Level II scour analysis for Bridge 49 (BETHTH00790049) on Town Highway 79, crossing Locust Creek, Bethel, Vermont

This report provides the results of a detailed Level II analysis of scour potential at structure
BETHTH00790049 on town highway 79 crossing Locust Creek, Bethel, Vermont (figures
1–8). A Level II study is a basic engineering analysis of the site, including a quantitative
analysis of stream stability and scour (U.S. Department of Transportation, 1993). A Level
I study is included in Appendix E of this report. A Level I study provides a qualitative
geomorphic characterization of the study site. Information on the bridge available from
VTAOT files was compiled prior to conducting Level I and Level II analyses and can be
found in Appendix D.

The site is in the Green Mountain physiographic province of central Vermont in the town of
Bethel. The 24.4-mi²
drainage area is in a predominantly rural and forested basin. In the
vicinity of the study site, the banks are forested.
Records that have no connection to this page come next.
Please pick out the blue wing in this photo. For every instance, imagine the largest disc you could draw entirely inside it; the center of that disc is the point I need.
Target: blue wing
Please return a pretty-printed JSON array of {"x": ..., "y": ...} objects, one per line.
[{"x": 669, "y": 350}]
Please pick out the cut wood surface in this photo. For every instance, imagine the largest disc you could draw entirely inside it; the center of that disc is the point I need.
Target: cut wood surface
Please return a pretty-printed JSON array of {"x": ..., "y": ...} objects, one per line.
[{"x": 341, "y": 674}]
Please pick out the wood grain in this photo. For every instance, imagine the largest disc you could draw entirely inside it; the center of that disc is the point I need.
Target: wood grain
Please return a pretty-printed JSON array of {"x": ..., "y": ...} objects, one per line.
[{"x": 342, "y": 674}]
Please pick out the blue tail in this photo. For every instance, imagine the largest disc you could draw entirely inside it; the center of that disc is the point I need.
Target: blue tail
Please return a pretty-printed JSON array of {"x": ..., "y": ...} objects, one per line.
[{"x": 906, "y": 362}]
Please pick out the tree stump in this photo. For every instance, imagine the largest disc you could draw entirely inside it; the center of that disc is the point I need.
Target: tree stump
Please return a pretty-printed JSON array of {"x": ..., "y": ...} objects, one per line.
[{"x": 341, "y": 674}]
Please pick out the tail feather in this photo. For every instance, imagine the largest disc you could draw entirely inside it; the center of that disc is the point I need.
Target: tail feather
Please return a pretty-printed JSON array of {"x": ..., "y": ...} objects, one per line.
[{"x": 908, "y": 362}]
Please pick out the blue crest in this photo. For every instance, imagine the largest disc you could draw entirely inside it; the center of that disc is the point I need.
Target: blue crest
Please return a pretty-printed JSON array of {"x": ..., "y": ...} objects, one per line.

In the study area, Locust Creek has an incised, sinuous channel with a slope of
approximately 0.015 ft/ft, an average channel top width of 74 ft and an average channel
depth of 6 ft. The predominant channel bed material is gravel and cobble (D₅₀ is 124 mm or
0.407 ft). The geomorphic assessment at the time of the Level I and Level II site visit on
September 21 & 26, 1994, respectively, with a check on
12/15/94, indicated that the reach was stable.

The town Highway 79 crossing of Locust Creek is a 55-ft-long, one-lane bridge consisting
of one 50-foot concrete span (Vermont Agency of Transportation, written commun., August
24, 1994). The bridge is supported by vertical, concrete abutments with wingwalls. The
channel is skewed approximately 50 degrees to the opening while the opening-skew-toroadway is 45 degrees.
Scour protection measures in place at the site were type-1 stone fill (less than 12 inches
diameter) at the upstream right and downstream left road embankment, type-2 stone fill
(less than 36 inches diameter) at the upstream left bank, upstream wingwalls, and
downstream left wingwall. Additional details describing conditions at the site are included
in the Level II Summary and Appendices D
and E.

Scour depths and rock rip-rap sizes were computed using the general guidelines described
in Hydraulic Engineering Circular 18 (Richardson and others, 1993).
Total scour at a highway crossing is comprised of three components: 1) long-term
degradation; 2) contraction scour (due to accelerated flow caused by a reduction in flow
area at a bridge) and; 3) local scour (caused by accelerated flow around piers and
abutments). Total scour is the sum of the three components. Equations are available to
compute depths for contraction and local scour and a summary of these computed results
follow.

Contraction scour for all modelled flows ranged from 0.0 ft to 1.0 ft. The worst-case
contraction scour occurred at the 100-year discharge. Abutment scour ranged from 10.3 ft
to 13.3 ft. with the worst-case abutment scour also occurring at the 100-year discharge.
Additional information on scour depths and depths to armoring are included in the section
titled “Scour Results”. Scoured-streambed elevations, based on the calculated depths, are
presented in tables 1 and 2. A cross-section of the computed scour at the bridge is presented
in figure 8. Scour depths were calculated assuming an infinite depth of erosive material and
a homogeneous particle-size distribution.

It is generally accepted that the Froehlich equation (abutment scour) gives “excessively
conservative estimates of scour depths” (Richardson and others, 1993, p. 22). Many factors,
including historical performance during flood events, the geomorphic assessment, scour
protection, and the results of the hydraulic analyses, must be considered to properly assess
the validity of abutment scour results. Therefore, scour depths adopted by VTAOT may
differ from the computed values documented herein, based on the consideration of
additional contributing factors and experienced engineering judgement.